Trent identificó fácilmente su ampolla adulterada y rápidamente la cambió por la buena que llevaba en los calzoncillos. Después cerró la tapa y volvió a colocar la caja en su posición original. Cuando se volvió para regresar al vestuario, se detuvo en seco. Para su consternación, encontró el paso bloqueado por una enfermera alta y rubia. Ella parecía tan sorprendida de verle ante el armario como él de verle a ella. Tenía los brazos en jarras y los pies separados.
Trent notó que enrojecía y trató de pensar en una razón plausible para encontrarse allí. Esperaba que la ampolla adulterada que llevaba en los pantalones no se viera.
—¿Puedo ayudarte? —preguntó la enfermera. Por su tono de voz, Trent adivinó que lo último en el mundo que quería hacer era ayudar.
—No, gracias —dijo él—. Ya me iba. —Al fin se le ocurrió algo—. Devolvía un suero intravenoso que no hemos necesitado en el caso de aneurisma de la habitación cinco.
La enfermera asintió pero pareció poco convencida.
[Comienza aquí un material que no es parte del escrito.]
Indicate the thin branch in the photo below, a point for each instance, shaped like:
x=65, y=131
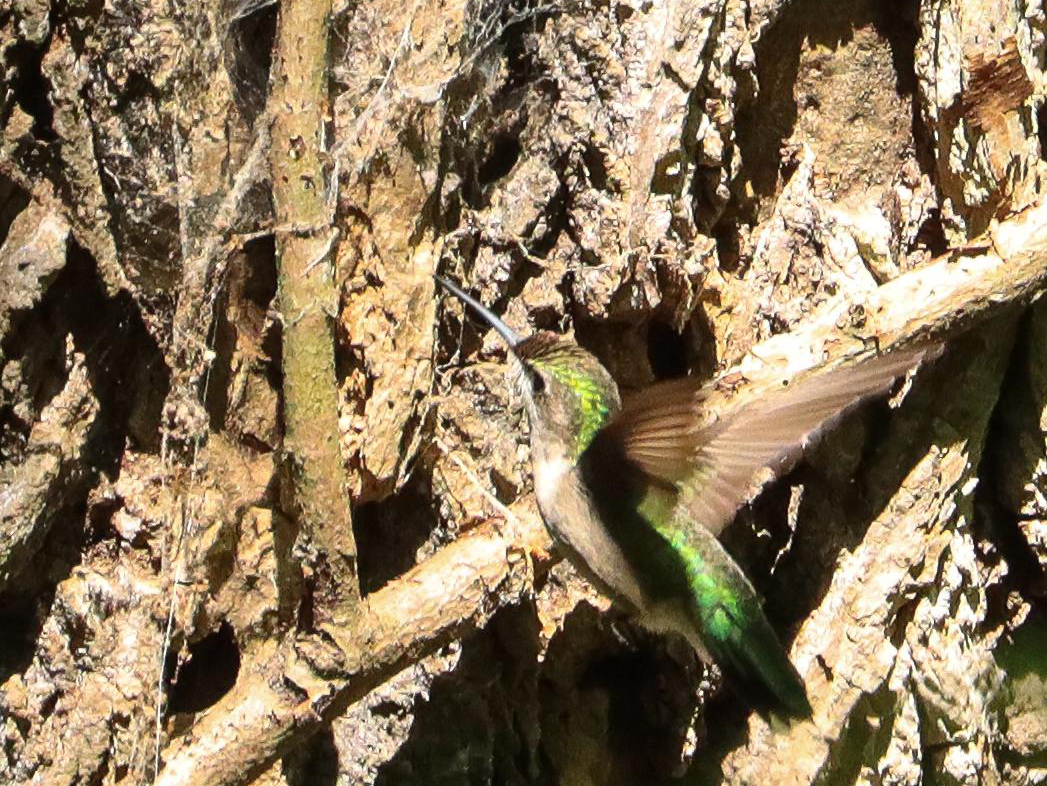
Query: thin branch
x=306, y=239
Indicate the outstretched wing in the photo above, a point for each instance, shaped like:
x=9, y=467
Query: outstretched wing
x=714, y=467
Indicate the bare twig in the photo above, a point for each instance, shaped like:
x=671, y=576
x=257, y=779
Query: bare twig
x=304, y=241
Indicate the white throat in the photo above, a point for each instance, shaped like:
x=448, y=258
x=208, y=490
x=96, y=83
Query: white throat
x=549, y=473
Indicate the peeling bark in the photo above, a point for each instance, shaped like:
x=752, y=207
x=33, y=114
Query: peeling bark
x=218, y=228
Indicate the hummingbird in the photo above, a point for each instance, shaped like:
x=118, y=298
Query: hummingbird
x=636, y=493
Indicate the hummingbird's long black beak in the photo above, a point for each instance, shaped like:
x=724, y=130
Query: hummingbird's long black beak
x=504, y=330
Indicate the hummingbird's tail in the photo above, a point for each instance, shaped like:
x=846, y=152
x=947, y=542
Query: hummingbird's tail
x=734, y=629
x=753, y=656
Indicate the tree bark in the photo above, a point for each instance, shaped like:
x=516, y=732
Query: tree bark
x=266, y=511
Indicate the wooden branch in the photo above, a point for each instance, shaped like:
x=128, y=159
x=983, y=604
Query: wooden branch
x=461, y=586
x=308, y=302
x=288, y=691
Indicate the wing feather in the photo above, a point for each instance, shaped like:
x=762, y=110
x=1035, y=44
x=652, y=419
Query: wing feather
x=715, y=467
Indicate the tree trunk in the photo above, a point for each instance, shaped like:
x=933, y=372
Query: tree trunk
x=266, y=509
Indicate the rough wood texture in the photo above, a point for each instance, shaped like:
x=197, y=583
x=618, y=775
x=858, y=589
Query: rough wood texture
x=307, y=297
x=743, y=189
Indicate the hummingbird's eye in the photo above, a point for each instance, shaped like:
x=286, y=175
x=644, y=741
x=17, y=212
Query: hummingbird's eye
x=537, y=382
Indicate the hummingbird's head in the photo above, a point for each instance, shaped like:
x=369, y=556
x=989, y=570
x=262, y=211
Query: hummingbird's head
x=567, y=392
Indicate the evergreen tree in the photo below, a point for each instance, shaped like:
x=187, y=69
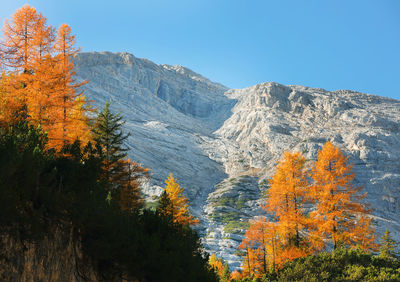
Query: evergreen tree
x=108, y=135
x=388, y=246
x=178, y=205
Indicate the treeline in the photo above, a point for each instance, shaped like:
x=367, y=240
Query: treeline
x=311, y=209
x=60, y=169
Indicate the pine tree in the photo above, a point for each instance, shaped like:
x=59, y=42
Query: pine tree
x=340, y=217
x=175, y=205
x=388, y=246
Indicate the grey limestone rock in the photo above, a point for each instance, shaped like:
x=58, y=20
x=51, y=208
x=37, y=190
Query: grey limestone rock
x=222, y=144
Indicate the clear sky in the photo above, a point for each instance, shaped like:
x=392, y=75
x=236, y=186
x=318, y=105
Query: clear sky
x=341, y=44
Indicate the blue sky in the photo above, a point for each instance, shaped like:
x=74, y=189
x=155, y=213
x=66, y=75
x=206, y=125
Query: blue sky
x=339, y=44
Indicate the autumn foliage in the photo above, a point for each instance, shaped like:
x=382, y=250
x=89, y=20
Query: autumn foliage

Estiró el cuello para mirar por encima del hombro de Trent.
Trent le miró el nombre en la tarjeta de identificación. Decía Gail Shaffer.
—El aneurisma ha durado siete horas —le dijo Trent, sólo para entablar conversación.
—Me he enterado —dijo Gail—. ¿No se supone que has terminado el turno?
—Por fin —dijo Trent, recuperando la compostura. Puso los ojos en blanco—. Ha sido un día largo. Tengo ganas de tomar una cerveza. Espero que todo esté tranquilo esta noche. Ten cuidado.
Pasó junto a la enfermera y se dirigió por el corredor hacia la sala de estar de cirugía. Tras unos veinte pasos, miró atrás. Gail Shaffer seguía de pie en el umbral de la puerta de Suministros Centrales, observándole. Maldita sea, pensó. La enfermera sospechaba. Él la saludó con la mano. Ella le devolvió el saludo.
Trent empujó las puertas giratorias para entrar en la sala de estar. ¿De dónde diablos había salido esa Gail Shaffer tan de prisa? Estaba irritado consigo mismo por no haber ido con más cuidado. Nunca le habían sorprendido en el armario de suministros.
Antes de ir al vestuario, Trent se detuvo en el tablón de anuncios de la sala de estar. Entre los avisos y programas, encontró el nombre de Gail Shaffer en el equipo de softball del hospital. El número de teléfono de cada jugador estaba reseñado en el tablón de anuncios de una u otra manera. En un pedazo de papel, Jeffrey anotó el número de Gail. Por los tres primeros dígitos adivinó que estaba en Back Bay.
Qué lata, pensó Trent cuando entró al vestuario para ponerse la ropa de calle. Metió la ampolla en la bata blanca del hospital. Mientras se dirigía hacia los ascensores y después a casa, Trent comprendió que tenía que hacer algo con Gail Shaffer. En su posición, no podía permitirse dejar cabos sueltos.